I bring up Dr. King and the “I Have a Dream” speech because it is the embodiment of a vivid mental image of success. Read the words below and see how they so clearly describe Dr. King’s vivid mental image of success, for himself and the nation.
“And so even though we face the difficulties of today and tomorrow, I still have a dream. It is a dream deeply rooted in the American dream.
I have a dream that one day this nation will rise up and live out the true meaning of its creed: ‘We hold these truths to be self-evident, that all men are created equal.’
I have a dream that one day on the red hills of Georgia, the sons of former slaves and the sons of former slave owners will be able to sit down together at the table of brotherhood.
I have a dream that one day even the state of Mississippi, a state sweltering with the heat of injustice, sweltering with the heat of oppression, will be transformed into an oasis of freedom and justice.
I have a dream that my four little children will one day live in a nation where they will not be judged by the color of their skin but by the content of their character.
I have a dream today!
I have a dream that one day, down in Alabama, with its vicious racists, with its governor having his lips dripping with the words of ‘interposition’ and ‘nullification’ – one day right there in Alabama, little black boys and black girls will be able to join hands with little white boys and white girls as sisters and brothers.
I have a dream today!
I have a dream that one day every valley shall be exalted, and every hill and mountain shall be made low, the rough places will be made plain, and the crooked places will be made straight; and the glory of the Lord shall be revealed and all flesh shall see it together.”
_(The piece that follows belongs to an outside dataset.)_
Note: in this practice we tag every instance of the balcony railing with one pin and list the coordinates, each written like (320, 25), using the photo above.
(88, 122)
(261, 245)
Those are powerful words and a powerful vivid mental image. They kept Dr. King moving forward through the dark days in Selma all the way to the passage of the Civil Rights Act of 1964.
I urge all of my career success coach clients to develop a vivid mental image of themselves as a career success. What is your vivid mental image of your career success? Can you articulate it as clearly and vividly as Dr. King?
The common sense career success coach point in this discussion of Dr. King’s “I Have a Dream” speech is simple. Successful people clarify their purpose and direction for their life and career. Few people have demonstrated such a clear sense of purpose and direction for their lives as Dr. Martin Luther King. His famous “I Have a Dream” speech is one of the best examples of a clear, vivid mental image of not only personal success, but success for us as a society. “I have a dream… that little black boys and black girls will be able to join hands with little white boys and white girls as sisters and brothers.” The dream is alive – although we still need to keep working on it. You need to work on creating a vivid mental image of yourself as a career success. The more vivid the image the better. As Tweet 11 in Success Tweets says, your vivid mental image of yourself as a success “will keep you motivated and moving forward when things get tough.”